Does the IP need to be owned by the company that carries out the R&D work? 

In the US, there is no restriction on the location of any resulting IP. Qualifying activities must be performed within the US and a US taxpayer must incur the related qualifying costs, although such costs may be reimbursed by a foreign affiliate. In the event the research is performed on behalf of a customer, the taxpayer or a related entity under common control must retain at least substantial rights to the IP developed; exclusive rights are not required. 

Similarly, there are no jurisdictional requirements related to IP in Mexico. While a percentage of R&D activities can be outsourced offshore, most qualified R&D activities must be performed within Mexico. 

What is the tax authority review process for claims? 

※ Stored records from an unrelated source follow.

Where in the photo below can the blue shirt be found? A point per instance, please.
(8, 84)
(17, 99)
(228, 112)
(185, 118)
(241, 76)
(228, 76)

Subsequent to the filing of tax returns in the US, the Internal Revenue Service (IRS) selects tax returns for examination. If a research credit was claimed in a tax return that is later selected for examination, it is highly likely that the credit will be flagged and then reviewed in detail during the examination. The extent of the examination will vary in size, scope, and complexity and, as such, the level of detail and documentation requested will differ. More significant credits’ examinations may need to be supported by the input of an expert engineer in addition to the tax agent. Based upon the examination results, the credit may be sustained in full, in part, or denied. 

As noted above, amended refund claims filed after January 10, 2022, require additional specific detail and documentation to be considered for refund. Filings not containing the requisite details may be denied outright. 

In Mexico, the CONACYT will assess the R&D projects, and the Inter-agency Committee will decide which projects should be granted the tax credit, considering factors such as the continuity of the project, patent and IP registration, prototype development, collaboration with Mexican higher education institutions (HEIs) and public research centres (PRCs), etc. The credit may be revoked if the taxpayer provides false information or documentation, does not incur the relevant expenses, or make the investment in the approved period, or has committed tax infractions or crimes. 

This is part of a series of insights on innovation tax credits around the globe.